History Files


Prehistoric Britain

Island Brains behind Pyramids?

BBC News, 13 November 2000



The pyramids of Egypt may have been inspired by a group of builders on the Scottish island of Orkney, according to an academic.

Dr Robert Lomas, of the University of Bradford, believes that complex construction techniques were developed on Orkney more than 1,000 years before the Egyptians used similar ideas.

He said skills used on the islands from 3800 BC were extremely sophisticated.

The Egyptians heard of the ideas and copied their techniques after they spread across Europe.

Astronomer priests

Dr Lomas said: "These people seem to have been led by a group of astronomer priests who passed on their knowledge to pilgrims all over Britain.

"Unfortunately, although they were intelligent, they had not developed any type of writing that we are able to read so their discoveries have been forgotten.

"We can see what they did but have to experiment to find out how they did it."

At Maes Howe on the Orkney islands - a chambered tomb built in around 3000 BC - the builders devised a standard unit of length by taking detailed readings from the movement of sun and stars.


Dr Lomas believes this measurement - the megalithic yard - proves the islanders knew the earth was round.

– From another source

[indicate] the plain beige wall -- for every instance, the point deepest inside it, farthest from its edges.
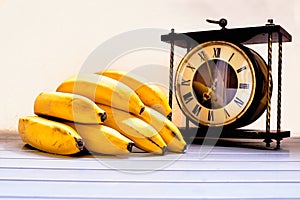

They also understood that it moved around the sun centuries before it was generally accepted by the rest of the world.

Seafaring theory

The measurement was used to build state-of-the-art monuments, he said.

In the book Uriel's Machine: The Ancient Origins Of Science, Dr Lomas and co-author Christopher Knight argue that the megalithic yard - which measures 82.966cm - could easily have been taken by seafarers to Brittany and beyond.

The megalithic yard was first discovered in 1967 by Professor Alexander Thom, of Oxford University, who analysed more than 400 sites around the British Isles and Northern France.